4.1 Time-Independent Perturbation Theory
📚 Non-Degenerate Perturbation Theory
Hamiltonian: \(H = H_0 + \lambda V\)
First-Order Energy Correction:
\[ E_n^{(1)} = \langle n^{(0)} | V | n^{(0)} \rangle \]
Second-Order Energy Correction:
\[ E_n^{(2)} = \sum_{m \neq n} \frac{|\langle m^{(0)} | V | n^{(0)} \rangle|^2}{E_n^{(0)} - E_m^{(0)}} \]
First-Order Wavefunction Correction:
\[ |n^{(1)}\rangle = \sum_{m \neq n} \frac{\langle m^{(0)} | V | n^{(0)} \rangle}{E_n^{(0)} - E_m^{(0)}} |m^{(0)}\rangle \]

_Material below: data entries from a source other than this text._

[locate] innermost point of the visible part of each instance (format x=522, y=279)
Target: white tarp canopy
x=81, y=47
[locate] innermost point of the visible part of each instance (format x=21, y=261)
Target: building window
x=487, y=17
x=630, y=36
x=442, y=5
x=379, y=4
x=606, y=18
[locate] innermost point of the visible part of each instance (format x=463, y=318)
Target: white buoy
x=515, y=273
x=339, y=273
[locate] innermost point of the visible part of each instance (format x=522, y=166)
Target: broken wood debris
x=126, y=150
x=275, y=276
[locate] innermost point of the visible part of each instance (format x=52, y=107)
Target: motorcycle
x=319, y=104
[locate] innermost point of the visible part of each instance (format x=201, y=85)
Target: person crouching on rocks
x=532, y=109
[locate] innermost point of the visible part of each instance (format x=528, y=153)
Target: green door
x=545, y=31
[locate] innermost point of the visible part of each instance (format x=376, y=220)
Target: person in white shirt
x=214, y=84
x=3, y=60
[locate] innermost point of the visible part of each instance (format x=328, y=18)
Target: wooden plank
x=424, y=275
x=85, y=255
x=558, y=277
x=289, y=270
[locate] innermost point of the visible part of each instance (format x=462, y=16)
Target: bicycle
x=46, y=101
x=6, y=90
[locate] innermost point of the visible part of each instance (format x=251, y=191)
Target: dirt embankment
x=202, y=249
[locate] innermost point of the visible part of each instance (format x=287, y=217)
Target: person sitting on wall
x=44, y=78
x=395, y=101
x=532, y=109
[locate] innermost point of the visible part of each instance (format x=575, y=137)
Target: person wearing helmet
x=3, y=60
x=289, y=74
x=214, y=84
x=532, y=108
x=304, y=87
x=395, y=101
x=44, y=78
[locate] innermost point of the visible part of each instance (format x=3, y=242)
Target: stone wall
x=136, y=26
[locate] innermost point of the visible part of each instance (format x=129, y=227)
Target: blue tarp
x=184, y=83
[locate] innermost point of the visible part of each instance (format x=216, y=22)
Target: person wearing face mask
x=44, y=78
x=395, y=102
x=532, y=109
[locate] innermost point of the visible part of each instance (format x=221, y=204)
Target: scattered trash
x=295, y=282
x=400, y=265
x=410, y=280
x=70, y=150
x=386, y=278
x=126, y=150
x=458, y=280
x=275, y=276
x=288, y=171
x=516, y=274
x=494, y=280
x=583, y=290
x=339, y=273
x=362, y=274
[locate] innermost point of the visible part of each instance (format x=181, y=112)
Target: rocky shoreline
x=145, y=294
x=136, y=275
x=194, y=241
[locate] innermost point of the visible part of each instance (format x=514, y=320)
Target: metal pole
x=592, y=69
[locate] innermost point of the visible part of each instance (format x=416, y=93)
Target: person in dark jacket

Application Example: Stark Effect (Linear Stark Effect in Hydrogen Atom)
Hydrogen atom in electric field: \(V = eEz\)
The first-order energy correction is zero (parity conservation). Polarization appears at second order.
4.2 Time-Dependent Perturbation Theory
📚 Fermi's Golden Rule
Transition probability due to time-dependent perturbation \(V(t) = Ve^{-i\omega t}\):
\[ w_{i \to f} = \frac{2\pi}{\hbar} |\langle f | V | i \rangle|^2 \rho(E_f) \]
where \(\rho(E_f)\) is the density of final states.
Selection Rules: Dipole transitions
\[ \Delta l = \pm 1, \quad \Delta m = 0, \pm 1 \]
Application: Light Absorption and Emission
This describes the process of photon absorption and emission by atoms. It is related to Einstein's A and B coefficients.
4.3 Scattering Theory
📚 Scattering Cross Section
Differential Scattering Cross Section:
\[ \frac{d\sigma}{d\Omega} = |f(\theta)|^2 \]
where \(f(\theta)\) is the scattering amplitude.
Born Approximation (weak potential):
\[ f(\theta) = -\frac{m}{2\pi\hbar^2} \int e^{i\mathbf{q}\cdot\mathbf{r}} V(r) d^3r \]
where \(\mathbf{q} = \mathbf{k}_i - \mathbf{k}_f\) is the momentum transfer.
Partial Wave Expansion
Scattering in a central force field:
\[ f(\theta) = \frac{1}{k} \sum_{l=0}^\infty (2l+1) e^{i\delta_l} \sin\delta_l P_l(\cos\theta) \]
where \(\delta_l\) is the phase shift.
🎯 Exercise Problems
- Harmonic Oscillator Perturbation: Calculate the energy correction up to second order for a harmonic oscillator subjected to perturbation \(V = \alpha x^4\).
- Zeeman Effect: Calculate the energy splitting of a hydrogen atom in a magnetic field.
- Born Approximation: Find the scattering cross section for the Yukawa potential \(V(r) = \frac{g^2 e^{-\mu r}}{r}\).
- Resonance Scattering: Determine the resonance condition where the phase shift becomes \(\delta_0 = \pi/2\) for s-wave scattering (l=0).
Summary
In this chapter, we have learned perturbation theory and scattering theory. Time-independent perturbation theory provides systematic methods for calculating energy corrections, with applications to the Stark and Zeeman effects. Time-dependent perturbation theory yields Fermi's golden rule, selection rules, and descriptions of light absorption processes. Scattering theory introduces the scattering cross section, Born approximation for weak potentials, partial wave expansion, and the concept of phase shifts.
In the next chapter, we will study Relativistic Quantum Mechanics.